The bank has said it will keep the same number of jobs in New England, though it has long said it would cut some jobs and add others. A bank spokeswoman did not return several phone calls yesterday seeking comment on the plans. It also remained unclear yesterday whether part-time tellers would receive benefits.

Both banks do seem to be in the market for part-time tellers. Of 11 teller jobs posted recently by Fleet on Monster.com, nine are for part-timers. Bank of America has several thousand teller jobs across the country posted on its website, and most appear to be part time as well. The Fleet listings described the jobs as about 20 hours a week. One, for an opening in Maine, puts the salary at between $6 and $13 an hour.

Bank of America has not publicly disclosed the number of layoffs in Fleet branches, or how many people would move around. A spokeswoman said Tuesday night the layoffs ultimately would take away jobs in some branches and add jobs in others.

Bank of America has successfully used part-time tellers to build a reputation for customer service across the country, said Tony Plath, a professor at the University of North Carolina at Charlotte. He said the bank's flexible staffing model ultimately means shorter wait times for customers, and very high levels of customer satisfaction -- what the bank calls "customer delight."

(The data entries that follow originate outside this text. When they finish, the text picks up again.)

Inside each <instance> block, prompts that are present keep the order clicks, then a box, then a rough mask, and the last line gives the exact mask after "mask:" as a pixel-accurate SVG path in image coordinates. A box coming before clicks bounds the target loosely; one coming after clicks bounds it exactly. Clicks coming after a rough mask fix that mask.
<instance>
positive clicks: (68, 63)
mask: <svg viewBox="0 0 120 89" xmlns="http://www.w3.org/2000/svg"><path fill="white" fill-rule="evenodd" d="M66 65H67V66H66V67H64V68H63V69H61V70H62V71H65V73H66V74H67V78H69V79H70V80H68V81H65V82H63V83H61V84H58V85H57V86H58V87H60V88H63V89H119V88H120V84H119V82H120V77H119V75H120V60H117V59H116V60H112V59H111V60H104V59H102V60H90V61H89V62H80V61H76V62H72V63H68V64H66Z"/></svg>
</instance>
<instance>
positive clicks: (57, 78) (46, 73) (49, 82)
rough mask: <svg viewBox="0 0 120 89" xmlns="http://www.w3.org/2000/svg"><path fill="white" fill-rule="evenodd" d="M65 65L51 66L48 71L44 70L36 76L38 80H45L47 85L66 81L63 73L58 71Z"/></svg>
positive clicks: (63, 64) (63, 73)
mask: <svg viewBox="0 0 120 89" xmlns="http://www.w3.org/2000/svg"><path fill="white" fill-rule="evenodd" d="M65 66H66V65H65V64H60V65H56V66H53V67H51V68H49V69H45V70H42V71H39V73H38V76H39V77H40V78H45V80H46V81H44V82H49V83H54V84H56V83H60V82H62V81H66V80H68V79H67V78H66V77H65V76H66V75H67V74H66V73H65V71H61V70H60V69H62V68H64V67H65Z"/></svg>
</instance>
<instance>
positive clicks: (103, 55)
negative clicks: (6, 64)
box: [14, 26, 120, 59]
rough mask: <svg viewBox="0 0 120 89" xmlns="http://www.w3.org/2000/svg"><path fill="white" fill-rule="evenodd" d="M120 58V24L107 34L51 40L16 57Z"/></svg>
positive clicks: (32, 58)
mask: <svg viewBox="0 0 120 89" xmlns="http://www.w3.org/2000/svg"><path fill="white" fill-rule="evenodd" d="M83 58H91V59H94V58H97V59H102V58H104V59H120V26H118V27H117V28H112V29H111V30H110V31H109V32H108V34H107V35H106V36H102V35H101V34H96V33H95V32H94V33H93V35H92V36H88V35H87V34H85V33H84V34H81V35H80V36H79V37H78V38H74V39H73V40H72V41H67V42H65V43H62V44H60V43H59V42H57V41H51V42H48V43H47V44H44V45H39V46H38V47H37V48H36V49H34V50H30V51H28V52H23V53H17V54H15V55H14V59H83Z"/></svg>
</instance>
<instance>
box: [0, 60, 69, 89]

Unlike traditional banks, where tellers stand behind a barrier and wait on customers, Bank of America fans out many of its staff members to areas around the floor to meet them. That means fewer people stand in line, and the bank workers can focus on building relationships with customers, rather than just waiting on them.

"It's more flexible and more visible -- a different kind of model," he said. "Customers have responded really positively, and they build market share using it. On both accounts, it has been successful."

For some Fleet employees yesterday, the bank's decision to shift employees from job to job, with little warning, was at least as painful as a layoff.

In Braintree, a branch manager stopped by one Fleet employee's home yesterday morning to deliver the news. The woman had been a sales and service representative at Fleet, a job that allowed her to meet customers at the door, and help them with financial questions. She had been taking classes for an master's degree in business administration.

But sitting side by side on the couch, the branch manager told the woman, a single mother of five, that the bank wanted her to be a teller instead. She'll lose her sales commissions -- which run as much as $5,000 per year -- and likely forfeit her annual raise, she said.

As for her MBA, most of which Fleet had agreed to fund, she was told she could forget about that. "Tellers don't need MBAs," said the woman, summarizing what her human resources manager told her. She did not want her name used to avoid any more problems with the bank. She now may quit Fleet altogether.

Some New England public officials yesterday questioned Bank of America's decision to lay off branch employees. Connecticut's attorney general, Richard Blumenthal, said in a statement he has asked Bank of America to detail the number and location of layoffs in his state and explain how the bank plans to fill those empty positions.

"The commitments made by Bank of America to me, both oral and written, were clean and concise: That current employment levels will be kept constant, if not increased, and no overall staffing numbers will be cut," he said.

In downtown Boston yesterday, television news crews camped out at bank branches and customers anxiously scanned the tellers looking for familiar faces. One woman visiting the Summer Street Fleet branch asked the teller how many people had been laid off.

Customers also felt the impact: David Nolan, who has been a Fleet customer for more than 15 years, said he now is thinking about leaving the bank.

"This is part of the latest paradigm, where things are getting gobbled up and individual rank and file are paying the price for it," Nolan said. "I don't think that's right."

One Fleet employee at the bank's 100 Federal St. headquarters downtown, who declined to be identified, said she first heard the news yesterday morning. She had no clue until then that hundreds of Fleet employees would be laid off. "People are a little weary of the merger," she said of her fellow employees. "They don't get as much information as they think they should."